SAM HEADED DOWN the same stretch of road for the fourth time. Frank turned around in his seat and said to Carmen, “Where does this Flor Goroza operate? Where’s headquarters?”

“They have a business at the south end of the Denver area. H. C. and Sons.”

“What is it?”

“I don’t know.”

“You don’t know?”

“I’ve only recently come in contact with the Gorozas.”

“And yet they have a bounty on your head?” How could that be? What had she done? “Carmen, I need information. I need all the data you have. I proved my intentions. I need you to trust me.”

“I don’t trust anyone completely,” she said. “But I’ll tell you what I know. The Gorozas are part of a trafficking ring. It’s like a web. I tickled one end of the web and awoke all the spiders.”

“How big is this web?”

“It stretches from Mexico, up through Colorado, and on to Seattle. Parts in Arizona. Parts in Texas. I think there’s someone up in Chicago.”

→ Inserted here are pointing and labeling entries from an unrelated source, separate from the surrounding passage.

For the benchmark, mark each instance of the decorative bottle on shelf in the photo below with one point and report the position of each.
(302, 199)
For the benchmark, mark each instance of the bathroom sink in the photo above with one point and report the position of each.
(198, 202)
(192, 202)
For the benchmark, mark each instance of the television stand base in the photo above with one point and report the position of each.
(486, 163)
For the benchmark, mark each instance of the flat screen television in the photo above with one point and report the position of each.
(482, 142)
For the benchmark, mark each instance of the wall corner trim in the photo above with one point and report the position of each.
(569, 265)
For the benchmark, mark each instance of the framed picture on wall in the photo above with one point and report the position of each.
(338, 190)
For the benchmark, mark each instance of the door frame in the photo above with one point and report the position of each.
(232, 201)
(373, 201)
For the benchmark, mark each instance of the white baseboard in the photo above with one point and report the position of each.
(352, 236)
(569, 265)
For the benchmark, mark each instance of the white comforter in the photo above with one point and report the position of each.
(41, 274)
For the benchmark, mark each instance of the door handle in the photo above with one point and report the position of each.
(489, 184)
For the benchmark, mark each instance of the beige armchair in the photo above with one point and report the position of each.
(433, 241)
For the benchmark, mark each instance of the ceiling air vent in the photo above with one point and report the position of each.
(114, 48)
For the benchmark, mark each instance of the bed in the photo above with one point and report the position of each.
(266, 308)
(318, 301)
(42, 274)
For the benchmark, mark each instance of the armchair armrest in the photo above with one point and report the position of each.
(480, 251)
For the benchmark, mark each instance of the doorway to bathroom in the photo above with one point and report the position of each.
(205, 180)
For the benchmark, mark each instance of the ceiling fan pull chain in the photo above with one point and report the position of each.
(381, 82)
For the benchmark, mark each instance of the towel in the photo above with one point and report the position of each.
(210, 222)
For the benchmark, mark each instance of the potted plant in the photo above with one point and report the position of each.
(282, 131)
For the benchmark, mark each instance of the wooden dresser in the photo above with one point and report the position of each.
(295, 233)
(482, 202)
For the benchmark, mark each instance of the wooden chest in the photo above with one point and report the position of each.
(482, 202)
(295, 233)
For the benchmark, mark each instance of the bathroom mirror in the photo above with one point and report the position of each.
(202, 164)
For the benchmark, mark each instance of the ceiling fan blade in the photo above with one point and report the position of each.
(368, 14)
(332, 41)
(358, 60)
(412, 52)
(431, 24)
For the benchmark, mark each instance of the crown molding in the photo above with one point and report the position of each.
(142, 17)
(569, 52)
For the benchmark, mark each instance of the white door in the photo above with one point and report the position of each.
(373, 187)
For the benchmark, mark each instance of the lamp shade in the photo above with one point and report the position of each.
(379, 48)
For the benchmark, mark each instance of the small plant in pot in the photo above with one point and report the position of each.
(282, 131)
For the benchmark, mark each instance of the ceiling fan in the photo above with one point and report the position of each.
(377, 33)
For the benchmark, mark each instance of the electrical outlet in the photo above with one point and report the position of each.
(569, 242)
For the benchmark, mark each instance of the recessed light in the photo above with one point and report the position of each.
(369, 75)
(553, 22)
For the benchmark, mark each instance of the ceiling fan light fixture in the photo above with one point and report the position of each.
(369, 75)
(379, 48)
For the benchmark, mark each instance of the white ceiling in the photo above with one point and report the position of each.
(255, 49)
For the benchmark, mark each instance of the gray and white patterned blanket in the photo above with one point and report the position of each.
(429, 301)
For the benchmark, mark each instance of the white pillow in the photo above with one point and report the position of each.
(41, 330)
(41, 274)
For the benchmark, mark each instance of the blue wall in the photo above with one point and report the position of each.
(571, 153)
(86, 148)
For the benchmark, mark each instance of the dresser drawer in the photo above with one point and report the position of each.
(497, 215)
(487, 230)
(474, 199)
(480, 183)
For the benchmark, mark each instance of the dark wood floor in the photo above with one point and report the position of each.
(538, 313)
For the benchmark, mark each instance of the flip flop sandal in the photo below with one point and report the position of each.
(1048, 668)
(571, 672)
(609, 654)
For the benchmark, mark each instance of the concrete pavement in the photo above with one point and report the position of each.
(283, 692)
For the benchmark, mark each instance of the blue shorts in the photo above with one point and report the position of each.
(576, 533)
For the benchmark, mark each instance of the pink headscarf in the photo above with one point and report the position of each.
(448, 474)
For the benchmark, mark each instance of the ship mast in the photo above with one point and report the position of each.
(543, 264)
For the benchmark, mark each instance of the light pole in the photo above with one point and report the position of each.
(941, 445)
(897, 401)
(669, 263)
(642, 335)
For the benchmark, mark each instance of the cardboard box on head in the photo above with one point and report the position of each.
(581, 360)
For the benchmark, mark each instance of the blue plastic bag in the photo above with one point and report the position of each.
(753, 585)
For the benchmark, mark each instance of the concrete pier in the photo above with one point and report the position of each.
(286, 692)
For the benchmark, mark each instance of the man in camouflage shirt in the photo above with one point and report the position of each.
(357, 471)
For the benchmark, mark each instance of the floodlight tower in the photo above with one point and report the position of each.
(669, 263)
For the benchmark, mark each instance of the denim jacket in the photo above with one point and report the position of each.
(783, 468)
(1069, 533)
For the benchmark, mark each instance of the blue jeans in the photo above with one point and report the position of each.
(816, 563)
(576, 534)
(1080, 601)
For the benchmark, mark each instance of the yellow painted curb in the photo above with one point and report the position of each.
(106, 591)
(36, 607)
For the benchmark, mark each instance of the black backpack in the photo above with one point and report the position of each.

“You tingled all those webs?”

“Probably.”

Frank said, “We need to know what we’ve gotten into here.”

Carmen glanced out the window at the fields. In the distance by the Goroza’s half a house, the lights of the emergency vehicles flashed. She said, “What do you think they do with those children?”

“Sell them to agricultural and construction contractors. To temp agencies.”

She shook her head. “No. These are assets with an ROI. They generate a lot of money. Fifty thousand, a hundred thousand each. Easily. They move them every five or six weeks. Keep them on a circuit. A few months around Denver. Then up to Seattle.”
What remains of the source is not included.